This crazy and powerless time for all of us has provided so many great opportunities. I no longer have excuses for ignoring the ever growing list of to-do items in the house; I can write handwritten cards, text, or call people that I have lost touch with and wish I hadn’t; I can reach out to people I know are having a hard time adjusting to our “new norm.” Well, you get the idea.
The other side is seeing how this time is affecting my mood, spirit, and ultimate behavior. This past week I had two shining examples that I wasn’t doing quite as well as I thought I was. They were pointed out in both loving and not-so-loving ways. Neither felt good. The question I had to ask myself was what was I going to do with the information?
The first situation had to do with my reaction to the way certain things were being handled in the weekly NA meeting I attend (aka home group). It is interesting that I truly believed I was coming from a place of love, and maybe on some level I was. However, when it is pointed out that my motives were based on ego and trying to get my way, the “place of love” stuff melts away. Thank goodness for those that love me enough – and those that don’t – to call me out.
Ego is an interesting thing. Mine will deny, justify, and make excuses for poor behavior. When I can move it out of the way just long enough to remove those filters, the possibility exists to see me through the eyes of others. It definitely didn’t feel good, but I now had a choice on how to move forward.

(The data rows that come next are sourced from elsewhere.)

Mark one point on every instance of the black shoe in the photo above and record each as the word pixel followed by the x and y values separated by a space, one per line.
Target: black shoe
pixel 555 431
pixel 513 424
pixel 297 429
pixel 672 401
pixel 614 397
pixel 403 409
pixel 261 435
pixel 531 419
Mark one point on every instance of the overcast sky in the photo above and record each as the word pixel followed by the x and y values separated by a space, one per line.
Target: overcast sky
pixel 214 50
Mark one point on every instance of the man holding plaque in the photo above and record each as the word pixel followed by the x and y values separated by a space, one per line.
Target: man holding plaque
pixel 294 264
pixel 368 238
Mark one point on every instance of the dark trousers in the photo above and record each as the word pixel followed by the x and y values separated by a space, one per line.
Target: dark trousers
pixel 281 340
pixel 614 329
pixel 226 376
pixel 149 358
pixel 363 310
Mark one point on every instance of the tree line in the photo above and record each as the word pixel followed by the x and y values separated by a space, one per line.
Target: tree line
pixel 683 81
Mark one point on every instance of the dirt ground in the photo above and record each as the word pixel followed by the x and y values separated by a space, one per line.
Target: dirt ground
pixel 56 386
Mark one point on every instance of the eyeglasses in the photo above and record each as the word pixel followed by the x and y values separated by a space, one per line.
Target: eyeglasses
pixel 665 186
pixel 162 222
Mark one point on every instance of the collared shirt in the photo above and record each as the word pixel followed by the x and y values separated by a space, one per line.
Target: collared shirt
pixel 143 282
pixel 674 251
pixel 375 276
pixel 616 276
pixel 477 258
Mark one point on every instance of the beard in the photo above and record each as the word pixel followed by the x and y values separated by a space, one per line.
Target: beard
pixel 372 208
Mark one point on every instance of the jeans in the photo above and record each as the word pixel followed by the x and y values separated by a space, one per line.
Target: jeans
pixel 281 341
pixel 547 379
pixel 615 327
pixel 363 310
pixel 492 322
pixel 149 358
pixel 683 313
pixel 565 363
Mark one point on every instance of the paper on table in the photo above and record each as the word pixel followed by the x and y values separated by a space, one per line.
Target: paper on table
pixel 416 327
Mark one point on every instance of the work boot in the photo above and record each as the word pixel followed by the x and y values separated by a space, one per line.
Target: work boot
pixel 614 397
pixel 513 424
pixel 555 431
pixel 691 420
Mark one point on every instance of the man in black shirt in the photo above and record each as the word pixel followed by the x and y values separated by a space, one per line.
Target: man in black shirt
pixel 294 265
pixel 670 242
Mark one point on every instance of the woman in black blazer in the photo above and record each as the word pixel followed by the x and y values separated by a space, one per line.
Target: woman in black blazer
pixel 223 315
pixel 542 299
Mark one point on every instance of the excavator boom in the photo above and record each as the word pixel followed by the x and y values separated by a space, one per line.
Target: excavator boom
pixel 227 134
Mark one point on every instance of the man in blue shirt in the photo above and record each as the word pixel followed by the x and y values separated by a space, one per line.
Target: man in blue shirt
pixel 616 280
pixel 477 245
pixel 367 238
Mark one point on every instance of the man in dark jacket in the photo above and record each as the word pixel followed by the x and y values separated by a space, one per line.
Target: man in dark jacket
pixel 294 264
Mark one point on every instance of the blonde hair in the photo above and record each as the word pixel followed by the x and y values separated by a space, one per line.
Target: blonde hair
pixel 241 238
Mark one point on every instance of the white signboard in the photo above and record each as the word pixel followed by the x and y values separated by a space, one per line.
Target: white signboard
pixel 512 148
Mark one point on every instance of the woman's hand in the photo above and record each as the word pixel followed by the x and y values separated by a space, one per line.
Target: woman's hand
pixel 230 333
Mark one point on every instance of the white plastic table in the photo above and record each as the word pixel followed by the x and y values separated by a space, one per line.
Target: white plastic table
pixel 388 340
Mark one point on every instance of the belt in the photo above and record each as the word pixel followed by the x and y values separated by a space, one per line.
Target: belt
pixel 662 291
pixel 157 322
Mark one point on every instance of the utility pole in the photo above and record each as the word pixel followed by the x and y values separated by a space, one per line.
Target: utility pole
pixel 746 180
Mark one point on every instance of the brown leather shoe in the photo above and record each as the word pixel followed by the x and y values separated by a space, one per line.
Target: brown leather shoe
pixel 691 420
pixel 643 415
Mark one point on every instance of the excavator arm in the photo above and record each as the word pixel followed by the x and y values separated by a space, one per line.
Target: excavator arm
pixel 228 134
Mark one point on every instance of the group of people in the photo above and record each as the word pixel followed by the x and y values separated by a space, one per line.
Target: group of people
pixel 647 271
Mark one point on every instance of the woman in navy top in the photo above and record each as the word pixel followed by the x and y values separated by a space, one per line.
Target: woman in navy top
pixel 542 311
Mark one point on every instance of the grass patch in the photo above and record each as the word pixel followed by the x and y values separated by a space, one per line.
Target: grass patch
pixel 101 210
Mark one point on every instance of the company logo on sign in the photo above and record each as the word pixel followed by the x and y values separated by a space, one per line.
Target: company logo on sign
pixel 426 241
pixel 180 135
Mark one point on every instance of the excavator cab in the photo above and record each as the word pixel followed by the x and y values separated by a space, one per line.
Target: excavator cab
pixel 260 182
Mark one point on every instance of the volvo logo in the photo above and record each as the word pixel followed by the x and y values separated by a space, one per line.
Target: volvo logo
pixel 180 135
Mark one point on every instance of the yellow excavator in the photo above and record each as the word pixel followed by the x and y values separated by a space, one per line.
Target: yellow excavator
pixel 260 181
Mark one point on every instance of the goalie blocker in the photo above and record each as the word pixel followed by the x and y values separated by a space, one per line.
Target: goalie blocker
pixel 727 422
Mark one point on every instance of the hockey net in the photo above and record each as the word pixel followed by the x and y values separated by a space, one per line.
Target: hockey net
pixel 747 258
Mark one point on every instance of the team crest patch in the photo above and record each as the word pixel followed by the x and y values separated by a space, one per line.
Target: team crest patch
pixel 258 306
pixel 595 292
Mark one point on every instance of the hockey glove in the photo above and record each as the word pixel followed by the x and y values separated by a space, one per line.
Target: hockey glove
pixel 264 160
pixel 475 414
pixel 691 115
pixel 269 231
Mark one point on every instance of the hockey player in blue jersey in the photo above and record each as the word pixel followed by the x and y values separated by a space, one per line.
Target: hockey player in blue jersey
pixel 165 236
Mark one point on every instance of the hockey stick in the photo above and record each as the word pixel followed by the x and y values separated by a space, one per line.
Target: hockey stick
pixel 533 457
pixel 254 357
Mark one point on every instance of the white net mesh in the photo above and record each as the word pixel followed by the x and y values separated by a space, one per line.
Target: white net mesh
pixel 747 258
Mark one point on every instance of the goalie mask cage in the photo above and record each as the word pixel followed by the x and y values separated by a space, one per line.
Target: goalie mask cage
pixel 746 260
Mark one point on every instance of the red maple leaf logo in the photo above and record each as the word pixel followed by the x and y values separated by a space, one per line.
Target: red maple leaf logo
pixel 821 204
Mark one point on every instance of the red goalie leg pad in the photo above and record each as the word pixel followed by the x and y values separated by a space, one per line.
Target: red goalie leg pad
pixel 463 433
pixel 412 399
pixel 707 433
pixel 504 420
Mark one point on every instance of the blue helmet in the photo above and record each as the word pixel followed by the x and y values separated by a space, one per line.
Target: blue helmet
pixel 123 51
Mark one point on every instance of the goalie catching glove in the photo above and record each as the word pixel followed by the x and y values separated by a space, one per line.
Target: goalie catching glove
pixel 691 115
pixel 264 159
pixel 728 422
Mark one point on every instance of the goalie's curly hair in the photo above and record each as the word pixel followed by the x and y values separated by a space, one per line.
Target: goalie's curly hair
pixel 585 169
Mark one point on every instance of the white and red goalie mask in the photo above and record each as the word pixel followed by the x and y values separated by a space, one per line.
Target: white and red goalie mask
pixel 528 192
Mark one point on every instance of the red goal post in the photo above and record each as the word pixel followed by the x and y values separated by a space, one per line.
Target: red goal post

The second situation was work related. It was pointed out to me in a nice way, and when I wasn’t willing to hear it, a more assertive way, how my behavior was affecting others. After justifying it to no avail, it was time to sit down, get quiet, and look at it through someone else’s eyes. The results were identical in both scenarios. The problem was the same, and I was the constant.
YIKES! Now what? Well, gratefully I knew what to do thanks to previous similar experience in other areas. I went back to all the parties, made my apologies, and owned what I did, void of explanations, excuses, etc. I was taught a valuable lesson about “I’m sorry.” Any apology is hollow and meaningless without a change in behavior. Time will tell if my behavior truly changes.
With everything going on right now, I thought these lessons were the last thing I needed. In fact, the lessons have already helped me to stop and reconsider how I was going to approach another situation that arose. Gratefully I handled it much differently.
I wish everyone as peaceful a journey during our “new norm” as possible.